"Dont want to lie and say i cant get out"
Yes, I understand your situation and I'd like to give you the best advice I can. It might not be the most popular and it is my own opinion, but I believe it is accurate and thorough. I was in the Navy, in the nuclear power program. I also was a field recruiter and a Nuclear Field recruiter.
First, it might seem that people are encouraging you to become independent. I don't believe they fully comprehend how tight-knit Asian families are. It's just something you grow up with. Even if the family doesn't outwardly portray itself as Chinese or Japanese or Vietnamese in order to better integrate into American society, family values are something that are always there. Yes, on one level, your parents will be proud of you. However, I don't know your family in order to say for sure. My parents seemed supportive although they had no say in my decision (I was 24 and was living on my own), but I later have come to realize that my mother was very upset and my decision affected her greatly. She had hopes that I would become a doctor like my grandfather. Both my parents are college-educated and assumed that I would complete my degree before entering into a profession. If your parents don't have those kind of goals, it may not affect them as much as it affected mine.
Right now, you basically have a gentleman's agreement with the Navy.

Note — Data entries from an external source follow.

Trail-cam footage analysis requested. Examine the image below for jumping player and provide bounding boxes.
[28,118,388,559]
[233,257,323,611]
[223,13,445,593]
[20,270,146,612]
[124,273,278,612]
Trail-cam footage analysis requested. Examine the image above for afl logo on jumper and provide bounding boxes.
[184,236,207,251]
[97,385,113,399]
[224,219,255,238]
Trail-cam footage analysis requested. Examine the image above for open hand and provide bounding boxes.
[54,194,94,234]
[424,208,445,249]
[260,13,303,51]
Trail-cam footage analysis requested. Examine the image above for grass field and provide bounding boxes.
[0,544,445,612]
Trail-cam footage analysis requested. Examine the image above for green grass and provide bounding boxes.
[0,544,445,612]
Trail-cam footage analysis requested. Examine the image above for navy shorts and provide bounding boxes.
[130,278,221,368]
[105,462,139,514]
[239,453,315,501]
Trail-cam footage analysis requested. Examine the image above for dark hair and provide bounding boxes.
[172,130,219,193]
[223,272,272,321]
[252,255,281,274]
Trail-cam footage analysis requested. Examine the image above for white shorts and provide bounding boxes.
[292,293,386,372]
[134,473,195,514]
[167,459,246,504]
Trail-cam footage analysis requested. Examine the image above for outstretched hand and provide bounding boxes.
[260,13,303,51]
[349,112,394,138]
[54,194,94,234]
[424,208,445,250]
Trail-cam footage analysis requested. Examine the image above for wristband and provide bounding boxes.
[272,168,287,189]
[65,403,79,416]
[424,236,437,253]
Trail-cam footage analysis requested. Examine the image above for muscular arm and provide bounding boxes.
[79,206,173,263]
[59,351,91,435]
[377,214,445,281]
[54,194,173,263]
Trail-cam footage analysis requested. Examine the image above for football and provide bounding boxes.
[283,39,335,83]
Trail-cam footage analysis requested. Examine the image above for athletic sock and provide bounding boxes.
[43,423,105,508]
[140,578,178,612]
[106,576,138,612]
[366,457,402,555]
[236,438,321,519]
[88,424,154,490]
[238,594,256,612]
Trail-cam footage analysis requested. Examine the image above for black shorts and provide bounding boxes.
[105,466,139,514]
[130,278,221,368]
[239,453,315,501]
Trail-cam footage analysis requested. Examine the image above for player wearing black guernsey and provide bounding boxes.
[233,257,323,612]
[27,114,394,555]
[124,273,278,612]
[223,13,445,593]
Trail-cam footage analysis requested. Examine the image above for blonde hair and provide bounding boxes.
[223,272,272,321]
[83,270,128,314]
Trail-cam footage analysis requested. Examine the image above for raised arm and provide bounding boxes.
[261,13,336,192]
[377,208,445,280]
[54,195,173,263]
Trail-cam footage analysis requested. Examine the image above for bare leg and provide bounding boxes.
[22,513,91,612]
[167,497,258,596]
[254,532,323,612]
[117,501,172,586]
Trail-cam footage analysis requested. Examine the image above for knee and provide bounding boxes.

They have agreed that if you enlist at the end of your DEP period, you will get the training you were promised when you agreed to enter DEP. You have given your word, much as an athlete who has signed a letter of intent to a certain college. Your time in DEP does not count toward your time in service.
Having said that, you are not an active duty member of the armed forces until you raise your hand and take the oath immediately before shipping off to boot camp. Until then, you are not subject to the military code of justice. The military will not send anyone to get you. There is no effect on your civil record. You will not be excluded from any government grants or scholarships or other benefits. If you really want the official written policy, I am sure I can find it on the Internet, but forgive me if I don't want to do that right now. (I have homework I should be doing.)
Right now you don't have to do anything. If you don't show up, there is nothing your recruiter can do. However, I don't believe that is the best thing. Sure, it is part of your recruiter's job to deal with these things, but at the same time, I'm sure you don't like it when unexpected things happen. Just as you agreed that you were going to join the Navy on active duty on a certain date, your recruiter and his supervisor also told the Navy that they would provide a trainee both to the Navy and the nuclear training pipeline. I believe it is common courtesy to let your recruiter know of your situation as soon as possible so that he or she can fulfill his or her word to the Navy that they would have a recruit ready to go on that date. Well, you get the idea even if what I've said in this paragraph isn't strictly accurate.
My impression is that even if your parents have not brought up the subject, that doesn't mean they have just accepted the fact. Perhaps you can put it off until the time comes closer for you to graduate, but surely do not wait until the last minute and assume that your parents have accepted your decision.